We found that the steps from step 1 to step 3 are a waste, because they are all compared with the same letter (a) and B, and this computer is also easy to recognize, therefore, the improvement for next [] can be implemented.


The reason is, why do I say that the above three steps are in the white circle? I think this is three consecutive equal a, so we can jump directly from the first step to the fourth step, that is, the obtained array next [j] = k, while the pattern string p [j] = p [k], when s [I] and p [j] in the primary string fail to match, you do not need to compare them with p [k], but directly compare them with p [next [k, of course, you can always iterate forward.


That is:


The code is as follows:

Void get_nextVal (SString T, int nextVal [])
 {
Int I = 1, j = 0;
NextVal [1] = 0;

While (I <= T [0])
     {
If (j = 0 | T [I] = T [j])
         {
J ++;
I ++;
If (nextVal [I] = nextVal [j])
             {
NextVal [I] = nextVal [j];
             }
Else
             {
NextVal [I] = j;
             }

         }
Else
         {
J = nextVal [j];
         }
     }

 }


Note that what you want is always the previous K (for yourself).


Contact Us

The content source of this page is from Internet, which doesn't represent Alibaba Cloud's opinion; products and services mentioned on that page don't have any relationship with Alibaba Cloud. If the content of the page makes you feel confusing, please write us an email, we will handle the problem within 5 days after receiving your email.

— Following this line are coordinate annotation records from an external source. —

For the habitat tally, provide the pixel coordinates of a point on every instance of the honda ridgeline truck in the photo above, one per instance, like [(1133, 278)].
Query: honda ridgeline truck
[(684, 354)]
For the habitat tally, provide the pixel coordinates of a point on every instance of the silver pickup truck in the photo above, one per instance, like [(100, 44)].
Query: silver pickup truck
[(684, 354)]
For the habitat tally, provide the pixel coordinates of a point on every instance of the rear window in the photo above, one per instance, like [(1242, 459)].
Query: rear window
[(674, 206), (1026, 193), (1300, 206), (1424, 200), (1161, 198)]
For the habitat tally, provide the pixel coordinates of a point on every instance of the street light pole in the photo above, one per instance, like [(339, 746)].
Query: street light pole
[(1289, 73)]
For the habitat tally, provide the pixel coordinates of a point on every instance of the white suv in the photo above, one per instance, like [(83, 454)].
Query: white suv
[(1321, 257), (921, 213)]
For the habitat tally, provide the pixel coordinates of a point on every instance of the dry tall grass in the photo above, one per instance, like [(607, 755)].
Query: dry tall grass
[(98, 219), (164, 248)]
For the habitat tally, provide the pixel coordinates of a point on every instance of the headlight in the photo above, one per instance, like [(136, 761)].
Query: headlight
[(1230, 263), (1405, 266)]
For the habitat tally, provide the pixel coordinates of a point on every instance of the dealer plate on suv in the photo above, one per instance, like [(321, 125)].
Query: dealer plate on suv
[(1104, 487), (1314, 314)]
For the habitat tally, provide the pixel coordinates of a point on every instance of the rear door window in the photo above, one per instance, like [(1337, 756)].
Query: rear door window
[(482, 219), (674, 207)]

If you find any instances of plagiarism from the community, please send an email to: info-contact@alibabacloud.com and provide relevant evidence. A staff member will contact you within 5 working days.

A Free Trial That Lets You Build Big!

Start building with 50+ products and up to 12 months usage for Elastic Compute Service

  • Sales Support

    1 on 1 presale consultation

  • After-Sales Support

    24/7 Technical Support 6 Free Tickets per Quarter Faster Response

  • Alibaba Cloud offers highly flexible support services tailored to meet your exact needs.